= John Houling =

Irish Jesuit (1539?–1599)

John Houling (1539?-1599), was an Irish Jesuit.

Houling was born in Wexford about 1539, and entered the Society of Jesus in 1571, being professed of the four vows. He seems to have been at Alcalá de Henares in 1578, at Rome in 1580, and at Lisbon in 1583. At Lisbon he laboured successfully for many years in the conversion and edification of such of his countrymen as either commerce or persecution brought to that port. In 1593, with the aid of Father Peter Fonseca, he established in that city a college dedicated to St. Patrick and the education of young Irish Roman Catholics. In 1599 Lisbon was visited by the plague, and, while administering to the physical and spiritual wants of its inhabitants, he fell a victim to its ravages, and died on 31 December 1599. He was highly esteemed by Fitzsimon and Coppinger.

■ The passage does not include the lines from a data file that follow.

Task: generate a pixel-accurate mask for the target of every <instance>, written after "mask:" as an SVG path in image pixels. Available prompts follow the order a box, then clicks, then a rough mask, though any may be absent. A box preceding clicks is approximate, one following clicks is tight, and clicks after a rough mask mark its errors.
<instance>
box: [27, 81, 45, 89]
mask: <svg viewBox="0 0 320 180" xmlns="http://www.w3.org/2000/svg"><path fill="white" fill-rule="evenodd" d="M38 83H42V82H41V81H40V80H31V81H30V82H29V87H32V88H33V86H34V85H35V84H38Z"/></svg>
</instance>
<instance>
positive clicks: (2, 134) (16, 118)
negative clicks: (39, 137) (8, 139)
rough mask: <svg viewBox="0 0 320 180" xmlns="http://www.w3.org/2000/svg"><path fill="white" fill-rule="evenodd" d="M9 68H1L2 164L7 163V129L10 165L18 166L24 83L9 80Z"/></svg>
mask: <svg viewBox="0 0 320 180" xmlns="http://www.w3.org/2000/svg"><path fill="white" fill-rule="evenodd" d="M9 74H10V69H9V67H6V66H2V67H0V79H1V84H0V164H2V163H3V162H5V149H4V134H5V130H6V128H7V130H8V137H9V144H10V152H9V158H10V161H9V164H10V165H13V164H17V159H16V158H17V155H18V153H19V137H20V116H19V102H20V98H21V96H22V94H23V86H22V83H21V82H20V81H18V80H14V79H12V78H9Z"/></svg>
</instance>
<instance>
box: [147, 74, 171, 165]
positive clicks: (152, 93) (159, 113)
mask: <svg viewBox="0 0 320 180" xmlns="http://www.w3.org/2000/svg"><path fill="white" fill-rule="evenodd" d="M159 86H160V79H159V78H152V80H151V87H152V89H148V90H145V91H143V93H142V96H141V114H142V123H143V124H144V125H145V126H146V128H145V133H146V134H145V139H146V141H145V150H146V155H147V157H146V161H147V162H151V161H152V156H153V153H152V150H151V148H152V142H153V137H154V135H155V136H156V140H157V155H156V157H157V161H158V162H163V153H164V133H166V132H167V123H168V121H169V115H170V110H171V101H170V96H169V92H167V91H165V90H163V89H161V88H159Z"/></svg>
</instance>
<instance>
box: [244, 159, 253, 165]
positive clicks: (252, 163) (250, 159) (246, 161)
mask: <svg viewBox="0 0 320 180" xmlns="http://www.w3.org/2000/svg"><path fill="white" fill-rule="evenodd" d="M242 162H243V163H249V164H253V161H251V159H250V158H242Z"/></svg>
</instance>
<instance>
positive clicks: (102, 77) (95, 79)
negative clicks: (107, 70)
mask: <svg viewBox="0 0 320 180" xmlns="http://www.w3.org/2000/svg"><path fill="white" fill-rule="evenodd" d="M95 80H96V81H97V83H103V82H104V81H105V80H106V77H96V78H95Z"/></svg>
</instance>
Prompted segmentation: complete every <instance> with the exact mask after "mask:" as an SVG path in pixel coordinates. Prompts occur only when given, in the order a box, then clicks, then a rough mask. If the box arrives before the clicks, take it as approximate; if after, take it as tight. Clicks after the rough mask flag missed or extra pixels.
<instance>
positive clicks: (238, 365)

Houling wrote Perbreve compendiium in quocontinentur nonnulli eorum qui Hybernia regnante impia Regina Elizabeth, vincula, exilium et martyrium perp?essi sunt, printed from a manuscript at Salamanca by Cardinal Moran in 'Spicilegium Ossoriense,' i. 82–109. The work is valuable, from the personal acquaintance of the writer with many of those whose lives he records.